08 Jan 2018
E&E News article explores how climate attribution science has developed in last 15 years
A recent article in Environment and Energy News explores how the science of attributing the effects of climate change to individual extreme weather events has developed over the last 15 years.
The predominant view in the scientific community in 2003 was that, while it was evident that climate change had a significant event on the weather, it was impossible to attribute a particular event to past emissions of greenhouse gases.
But Professor Myles Allen, Principal Investigator of climateprediction.net, was convinced it would become possible in the future.
In May 2004, he, Oxford colleague Daithi Stone and Peter Stott of the Met Office co-authored a report [1] which, E&E News claims, is now widely regarded as the world’s first extreme event attribution study. The paper examines the contribution of climate change to the European heatwave of 2003, which caused thousands of deaths across the continent and concludes that “it seems likely that past human influence has more than doubled the risk of European mean summer temperatures as hot as 2003”.
This breakthrough paper took existing science a little further, comparing real-world climate change simulations with scenarios with no human-induced climate change. The key to attribution of an individual event is in posing the right question – not whether climate change caused the event, but whether and by how much it increased the chances of it happening at all.
Extreme event attribution is not only possible now, but is one of the most rapidly expanding subfields of climate science, with a new paper published almost weekly. Two main approaches have emerged – those looking at the probability of an extreme event occurring, and those looking at the components that cause the events, and how changes to the climate system may affect them.
Dr Friederike Otto, who leads the World Weather Attribution project for climateprediction.net, attributes the recent surge to the progression of technology — specifically, the improvement of climate models.
“Extremes are, by definition, rare,” she told E&E News. The development and improvement of climate ensembles — large groups of slightly different climate models — such as those carried out by climateprediction.net volunteers, have improved scientists’ ability to simulate weather events under different conditions. The probability approach to event attribution also helps to identify the types of events that might become more common in the future, and where they may occur.

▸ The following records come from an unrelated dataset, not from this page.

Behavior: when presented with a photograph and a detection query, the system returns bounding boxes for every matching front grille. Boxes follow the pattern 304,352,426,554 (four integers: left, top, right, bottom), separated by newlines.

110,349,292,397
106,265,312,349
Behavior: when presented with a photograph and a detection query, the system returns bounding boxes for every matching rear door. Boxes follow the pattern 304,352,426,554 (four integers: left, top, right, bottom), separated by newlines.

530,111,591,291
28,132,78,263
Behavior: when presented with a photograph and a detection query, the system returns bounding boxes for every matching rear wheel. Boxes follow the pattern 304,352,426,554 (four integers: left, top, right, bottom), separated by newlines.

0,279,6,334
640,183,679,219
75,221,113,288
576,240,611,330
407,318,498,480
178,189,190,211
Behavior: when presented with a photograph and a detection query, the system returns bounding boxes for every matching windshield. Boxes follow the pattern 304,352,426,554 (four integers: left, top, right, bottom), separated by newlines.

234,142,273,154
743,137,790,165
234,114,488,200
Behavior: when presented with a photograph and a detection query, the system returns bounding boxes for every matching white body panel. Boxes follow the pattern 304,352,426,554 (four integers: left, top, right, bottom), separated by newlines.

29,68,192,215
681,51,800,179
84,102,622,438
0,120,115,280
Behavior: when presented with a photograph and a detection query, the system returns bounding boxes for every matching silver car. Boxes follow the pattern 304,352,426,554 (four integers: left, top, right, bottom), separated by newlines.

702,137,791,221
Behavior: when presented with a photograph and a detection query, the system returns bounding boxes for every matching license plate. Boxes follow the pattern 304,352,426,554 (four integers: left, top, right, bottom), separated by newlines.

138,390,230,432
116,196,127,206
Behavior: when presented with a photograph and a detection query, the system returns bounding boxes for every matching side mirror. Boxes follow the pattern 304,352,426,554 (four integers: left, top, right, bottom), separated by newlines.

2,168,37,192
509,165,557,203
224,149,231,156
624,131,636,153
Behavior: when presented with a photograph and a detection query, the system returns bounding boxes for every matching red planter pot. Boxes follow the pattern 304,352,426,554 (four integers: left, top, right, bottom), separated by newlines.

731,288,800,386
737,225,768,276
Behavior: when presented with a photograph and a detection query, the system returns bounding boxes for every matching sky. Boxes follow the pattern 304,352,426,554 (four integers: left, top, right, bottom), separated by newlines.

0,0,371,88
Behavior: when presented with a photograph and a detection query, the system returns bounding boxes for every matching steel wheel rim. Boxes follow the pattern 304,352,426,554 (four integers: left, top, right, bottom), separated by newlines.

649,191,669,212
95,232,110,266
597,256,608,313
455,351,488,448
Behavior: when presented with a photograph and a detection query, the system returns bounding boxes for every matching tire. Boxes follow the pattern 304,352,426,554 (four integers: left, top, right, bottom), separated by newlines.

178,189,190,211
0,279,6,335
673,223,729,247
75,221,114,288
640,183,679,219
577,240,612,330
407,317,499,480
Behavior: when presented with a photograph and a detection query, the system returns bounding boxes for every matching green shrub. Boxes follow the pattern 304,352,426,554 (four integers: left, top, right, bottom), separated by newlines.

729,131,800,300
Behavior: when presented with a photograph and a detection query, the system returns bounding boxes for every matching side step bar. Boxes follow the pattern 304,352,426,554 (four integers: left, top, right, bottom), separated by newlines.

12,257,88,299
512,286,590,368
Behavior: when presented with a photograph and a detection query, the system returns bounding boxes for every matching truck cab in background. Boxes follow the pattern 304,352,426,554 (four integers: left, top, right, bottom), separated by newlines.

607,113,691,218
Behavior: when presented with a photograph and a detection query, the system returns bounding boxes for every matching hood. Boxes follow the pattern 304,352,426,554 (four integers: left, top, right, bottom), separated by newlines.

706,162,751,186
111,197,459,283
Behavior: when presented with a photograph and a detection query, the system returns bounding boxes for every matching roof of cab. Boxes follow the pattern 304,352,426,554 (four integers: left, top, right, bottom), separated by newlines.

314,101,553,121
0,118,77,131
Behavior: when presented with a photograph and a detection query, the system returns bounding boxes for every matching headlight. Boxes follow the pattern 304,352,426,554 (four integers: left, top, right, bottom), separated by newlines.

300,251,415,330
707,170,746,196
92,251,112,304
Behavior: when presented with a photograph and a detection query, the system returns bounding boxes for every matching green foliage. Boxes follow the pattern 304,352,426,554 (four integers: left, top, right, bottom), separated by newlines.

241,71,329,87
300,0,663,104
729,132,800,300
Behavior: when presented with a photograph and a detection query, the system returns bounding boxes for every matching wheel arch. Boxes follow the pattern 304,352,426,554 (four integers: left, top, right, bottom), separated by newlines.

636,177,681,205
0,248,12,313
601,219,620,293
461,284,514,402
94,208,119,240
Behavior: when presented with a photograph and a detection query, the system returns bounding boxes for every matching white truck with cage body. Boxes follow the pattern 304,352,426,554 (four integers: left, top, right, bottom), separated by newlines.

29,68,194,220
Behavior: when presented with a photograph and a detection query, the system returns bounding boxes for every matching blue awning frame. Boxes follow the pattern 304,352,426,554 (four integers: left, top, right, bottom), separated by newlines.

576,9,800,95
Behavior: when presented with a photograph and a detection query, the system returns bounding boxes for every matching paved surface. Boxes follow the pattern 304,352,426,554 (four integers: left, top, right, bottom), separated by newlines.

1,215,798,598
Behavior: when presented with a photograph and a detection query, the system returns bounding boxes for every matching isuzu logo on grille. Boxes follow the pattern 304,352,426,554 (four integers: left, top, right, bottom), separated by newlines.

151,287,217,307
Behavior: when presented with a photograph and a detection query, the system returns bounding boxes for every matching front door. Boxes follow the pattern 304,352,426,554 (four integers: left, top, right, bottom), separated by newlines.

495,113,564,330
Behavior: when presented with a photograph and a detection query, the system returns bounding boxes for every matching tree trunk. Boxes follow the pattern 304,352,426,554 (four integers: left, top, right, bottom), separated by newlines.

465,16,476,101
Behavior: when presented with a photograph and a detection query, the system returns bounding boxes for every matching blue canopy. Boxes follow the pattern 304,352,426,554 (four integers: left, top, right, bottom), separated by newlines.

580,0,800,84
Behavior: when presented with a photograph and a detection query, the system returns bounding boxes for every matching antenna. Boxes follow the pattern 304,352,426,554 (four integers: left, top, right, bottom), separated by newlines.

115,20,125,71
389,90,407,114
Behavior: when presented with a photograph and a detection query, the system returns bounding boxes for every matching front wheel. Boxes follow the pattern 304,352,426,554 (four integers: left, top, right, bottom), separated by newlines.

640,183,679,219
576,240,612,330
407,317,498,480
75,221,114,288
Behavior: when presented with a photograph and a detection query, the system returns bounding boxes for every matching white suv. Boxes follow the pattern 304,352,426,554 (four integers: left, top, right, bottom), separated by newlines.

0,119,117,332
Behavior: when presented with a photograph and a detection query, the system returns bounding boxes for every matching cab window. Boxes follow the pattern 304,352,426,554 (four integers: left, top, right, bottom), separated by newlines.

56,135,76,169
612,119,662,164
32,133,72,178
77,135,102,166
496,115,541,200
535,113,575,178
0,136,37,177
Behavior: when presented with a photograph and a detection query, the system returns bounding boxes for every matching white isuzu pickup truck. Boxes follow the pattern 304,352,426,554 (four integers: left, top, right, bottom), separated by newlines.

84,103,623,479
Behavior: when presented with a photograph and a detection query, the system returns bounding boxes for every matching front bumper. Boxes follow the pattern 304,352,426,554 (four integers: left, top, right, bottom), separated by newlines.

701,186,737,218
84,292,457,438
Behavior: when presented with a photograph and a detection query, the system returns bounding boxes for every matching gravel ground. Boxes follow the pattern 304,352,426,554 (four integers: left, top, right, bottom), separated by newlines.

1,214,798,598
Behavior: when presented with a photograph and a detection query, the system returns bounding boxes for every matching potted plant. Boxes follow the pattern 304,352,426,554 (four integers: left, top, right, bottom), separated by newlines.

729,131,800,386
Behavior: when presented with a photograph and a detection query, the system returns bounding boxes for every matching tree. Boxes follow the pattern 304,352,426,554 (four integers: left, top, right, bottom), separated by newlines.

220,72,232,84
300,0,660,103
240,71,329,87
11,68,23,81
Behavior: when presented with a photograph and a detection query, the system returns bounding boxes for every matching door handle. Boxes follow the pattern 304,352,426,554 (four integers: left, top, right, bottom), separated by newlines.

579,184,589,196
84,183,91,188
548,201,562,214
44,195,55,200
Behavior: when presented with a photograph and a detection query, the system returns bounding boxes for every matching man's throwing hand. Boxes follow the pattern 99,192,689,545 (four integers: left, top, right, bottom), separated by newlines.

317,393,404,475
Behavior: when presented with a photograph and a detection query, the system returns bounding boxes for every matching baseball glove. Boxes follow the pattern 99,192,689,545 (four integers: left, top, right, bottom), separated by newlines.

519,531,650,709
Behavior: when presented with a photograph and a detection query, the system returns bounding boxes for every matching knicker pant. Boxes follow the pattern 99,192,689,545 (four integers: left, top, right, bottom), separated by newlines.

In future, the article suggests, climate attribution studies could apportion blame for extreme events caused by greenhouse gas emissions, and even provide evidence in cases against governments or private companies for failing to protect property or infrastructure against extreme weather.
In 2014, scientists from a number of different institutions including Myles Allen, Friederike Otto, William Ingram, Karsten Haustein and Sarah Sparrow at the University of Oxford, carried out an attribution study on the southern England winter floods of that year [2], which caused in the region of £451 million insured losses. This was the first attribution study following anthropogenic changes in atmospheric composition, through a meteorological extreme event and its hydrological impacts to an estimate of the value of those impacts in terms of flood damages.
“In the meantime, though”, concludes E&E News, “individual studies are expected to keep rolling out. This last summer alone, a wave of unusual events across the world — from Hurricane Harvey in the United States to devastating floods in Southeast Asia — sparked renewed interest in the link between extreme weather and climate change.”